Time to rethink Gaucher disease types, study says
New research has found that Gaucher disease may be more phenotypically diverse than previously thought, underscoring the need to revisit the existing disease classifications.
“The greatest interest in oculomotor function in Gaucher disease is the pursuit of quantifiable outcome measures for therapeutic trials for neuronopathic disease. Given the variability in clinical features and rate of disease progression, a good biomarker is required to demonstrate efficacy of novel drugs,” the researchers said. “To date, no robust biochemical or clinical measure has been identified.”
In a sample of 39 patients with type 1 (non-neurological) and 21 with type 3 (neurological) Gaucher disease, the researchers sought to evaluate the utility of eye movement as a biomarker, using the EyeSeeCam device to record and quantify saccades and eye reaction times. Thirty-five healthy controls were also included, from whom reference ranges were computed.
Saccade performance was significantly impaired in both Gaucher disease types relative to controls.

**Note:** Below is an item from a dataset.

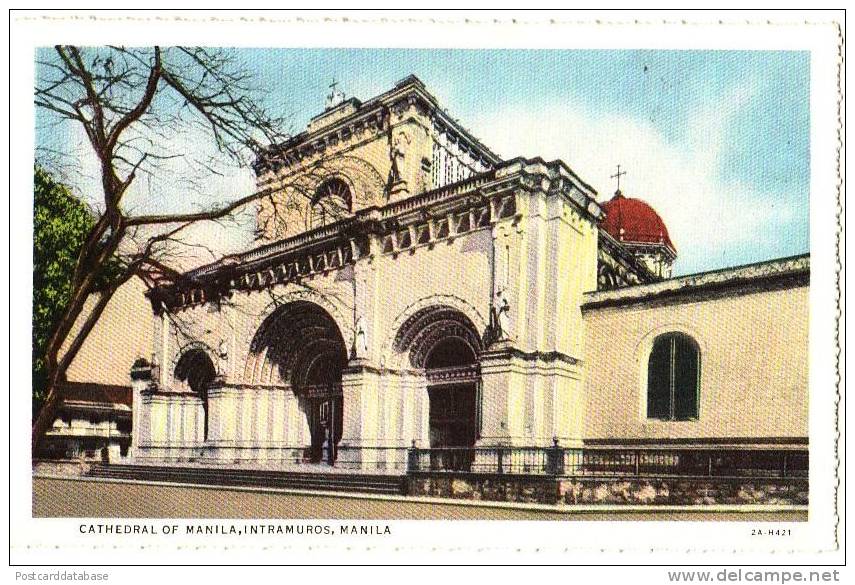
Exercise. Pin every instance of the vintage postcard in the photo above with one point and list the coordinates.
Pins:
(427, 288)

For instance, saccades were significantly longer in all directions in type 3 Gaucher disease patients, while those with type 1 disease had similarly prolonged saccades relative to controls, but only along the horizontal. [Orphanet J Rare Dis 2020;15:349]

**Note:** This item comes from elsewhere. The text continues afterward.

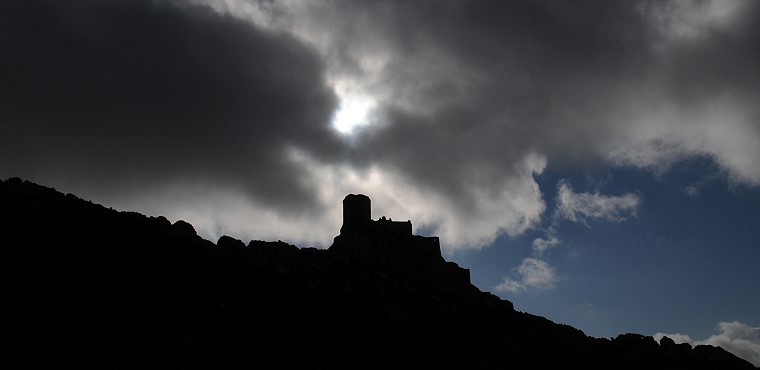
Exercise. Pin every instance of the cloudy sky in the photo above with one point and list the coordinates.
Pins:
(595, 162)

Between type 1 and type 3 patients, the latter also showed significantly longer saccade durations along the horizontal.
Eye response times in all directions were likewise greater in patients with type 3 Gaucher disease than in healthy controls, while among type 1 patients, leftward and upward eye response times were significantly prolonged. No such difference was reported between the two disease types.
The researchers also reported a significant, but expected, difference between type 3 patients and controls in terms of saccade velocity.
Notably, there was a similar discrepancy in peak saccade velocity between type 1 Gaucher disease patients and controls (p<0.017), with the exception of downward peak velocity. Since type 1 disease is known to be non-neuronopathic, this was an unexpected finding, they said.
Looking at each patient individually revealed slower eye movements, with 19 (56 percent) of the type 1 patients logging peak saccade velocities below the reference range; 14 of them shared saccade abnormalities in at least three measures.
“The most striking finding in this study was a cohort of patients who had been phenotypically categorized as having type 1 Gaucher disease but who have significantly slower saccadic eye movements than healthy controls…” the researchers said. “Some such patients also had subtle additional neurological features which hadn’t previously been explained.”
To explore this phenomenon deeper, they looked at the genotype of these 14 patients and found that 12 of them had the R463C variant of the GBA1 gene.
When the R463C patients were taken as their own distinct Gaucher subgroup, repeating the statistical analyses for saccade performance across four groups (type 1, type 3, R463C, and controls) revealed distinct and clear differences for most parameters in the left, right, up, and down directions.
“This study showed that a subgroup of patients with type 1 Gaucher disease and a shared GBA1 mutation all had significantly slowed saccades suggestive of a greater phenotypic spectrum of Gaucher disease than previously described,” the researchers said.
“[T]hese observations raise the question of the utility of current phenotypic categorization of Gaucher disease for patients where the disease descriptions are becoming increasingly heterogeneous,” they added.